CTIA seeks alternatives to cell jamming in prisons
Commercial wireless trade association CTIA is working with Maryland corrections officials to rid jails and prisons of contraband cell phones without the use of signal jamming equipment, which wireless carriers fear will block legitimate cellular service and public-safety communications.
“While we oppose the use of jammers, we 100% support and want to do everything in our power to prevent wireless use in jails,” said Chris Guttman-McCabe, CTIA’s vice president for regulatory affairs.
Instead of using jamming equipment — generally illegal in the United States — CTIA engineers hope to conduct pilots with Maryland to pursue other avenues to halt illegal cell-phone communications from prisons, Guttman-McCabe said. One potential method is cell-detection technology.
“If someone turns on a cell phone, it is identified [and located],” Guttman-McCabe said. “So [officials] can find the phone and confiscate it, they can fingerprint it, they can trap it and trace it, they can find out who’s giving these phones, they can see what the last 20 numbers that were called — basic police work. Whereas, if they have a jammer, all they’re doing is preventing the use of the phone in some area.”
Prisoners are not supposed to have cell phones while incarcerated, but contraband devices have appeared in prisons and jails frequently. Prisoners reportedly have used the communication tools to conduct illegal behavior, including continuing to lead criminal operations or to threaten key witnesses.
To combat this, many officials in states such as Maryland have expressed interest in using jamming equipment that would make it impossible for the illegal cell phones to communicate. But CTIA has staunchly opposed such measures, noting that jamming efforts likely would leave areas within a corrections facility that were no jammed — thereby allowing calls to be made — or that the jamming signal would extend beyond the walls of the facility, hindering the ability for citizens and public safety to communicate.
In an interview earlier this year, CellAntenna CEO Howard Melamed said his company’s jamming solution is sensitive enough not to impact signals outside a defined area and that it can even block signals from a Sprint Nextel 800 MHz phone without harming LMR communications on interleaved spectrum.
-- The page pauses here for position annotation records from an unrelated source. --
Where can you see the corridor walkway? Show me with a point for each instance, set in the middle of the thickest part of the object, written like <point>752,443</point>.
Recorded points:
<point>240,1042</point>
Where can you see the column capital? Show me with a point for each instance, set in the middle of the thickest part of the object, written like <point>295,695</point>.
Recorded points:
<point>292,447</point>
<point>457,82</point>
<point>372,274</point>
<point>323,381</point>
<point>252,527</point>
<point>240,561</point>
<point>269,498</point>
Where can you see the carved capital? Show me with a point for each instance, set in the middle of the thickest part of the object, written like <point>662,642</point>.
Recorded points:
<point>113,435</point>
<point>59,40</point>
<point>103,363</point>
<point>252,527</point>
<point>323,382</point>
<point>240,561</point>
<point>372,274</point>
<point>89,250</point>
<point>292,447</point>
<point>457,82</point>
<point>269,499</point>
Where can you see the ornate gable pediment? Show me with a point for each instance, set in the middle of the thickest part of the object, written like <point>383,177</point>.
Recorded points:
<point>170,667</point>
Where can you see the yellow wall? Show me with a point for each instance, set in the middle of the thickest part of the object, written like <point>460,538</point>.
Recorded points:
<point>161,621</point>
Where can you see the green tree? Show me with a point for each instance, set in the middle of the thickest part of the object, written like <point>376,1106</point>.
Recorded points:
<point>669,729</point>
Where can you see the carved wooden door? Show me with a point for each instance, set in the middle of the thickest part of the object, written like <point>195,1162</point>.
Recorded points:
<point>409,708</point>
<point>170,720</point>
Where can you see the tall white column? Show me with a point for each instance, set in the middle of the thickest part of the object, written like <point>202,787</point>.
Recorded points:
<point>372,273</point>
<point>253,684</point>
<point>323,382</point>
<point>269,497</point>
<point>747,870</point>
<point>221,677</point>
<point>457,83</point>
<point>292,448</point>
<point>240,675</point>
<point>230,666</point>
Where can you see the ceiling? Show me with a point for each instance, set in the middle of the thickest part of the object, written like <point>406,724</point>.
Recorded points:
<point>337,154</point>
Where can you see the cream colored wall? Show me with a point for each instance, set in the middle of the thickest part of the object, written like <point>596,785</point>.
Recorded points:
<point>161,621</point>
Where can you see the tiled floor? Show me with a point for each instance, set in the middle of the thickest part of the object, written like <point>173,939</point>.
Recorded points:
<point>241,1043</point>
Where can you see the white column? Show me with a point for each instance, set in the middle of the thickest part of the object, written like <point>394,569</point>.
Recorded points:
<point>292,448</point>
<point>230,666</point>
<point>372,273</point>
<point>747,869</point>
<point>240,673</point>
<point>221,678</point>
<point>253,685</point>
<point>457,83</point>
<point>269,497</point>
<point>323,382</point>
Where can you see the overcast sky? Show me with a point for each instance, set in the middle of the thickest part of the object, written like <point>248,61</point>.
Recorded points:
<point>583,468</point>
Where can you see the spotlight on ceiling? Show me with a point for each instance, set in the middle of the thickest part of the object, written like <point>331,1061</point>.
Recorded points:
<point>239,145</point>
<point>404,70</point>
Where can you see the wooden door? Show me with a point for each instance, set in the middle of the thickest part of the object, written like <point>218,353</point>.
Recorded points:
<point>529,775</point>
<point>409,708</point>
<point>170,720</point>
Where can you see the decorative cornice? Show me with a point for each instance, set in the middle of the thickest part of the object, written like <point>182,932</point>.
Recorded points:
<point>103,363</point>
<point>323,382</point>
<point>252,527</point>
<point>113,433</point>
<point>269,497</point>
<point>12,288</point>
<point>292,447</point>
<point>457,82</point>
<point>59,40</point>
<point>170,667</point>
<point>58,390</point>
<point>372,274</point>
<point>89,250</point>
In addition, Melamed said he believes wireless carriers’ motivation for opposing jamming in corrections facilities is that they make $2 billion annually in “prison minutes.”
Guttman-McCabe said Melamed’s claims about the carrier’s motivation are inaccurate.
“If we could wave a wand tomorrow and stop all use in jails, we’d do it in a nanosecond,” he said. “I think it’s ridiculous and an absurd notion that the carriers that have 270 million customers and 2.5 trillion minutes of use would in any way factor in prison usage.
“We want this issue to go away. We do not want prisoners to have access to cell phones or to be able to utilize them. There just have to be better ways that don’t impact citizens outside of the jail.”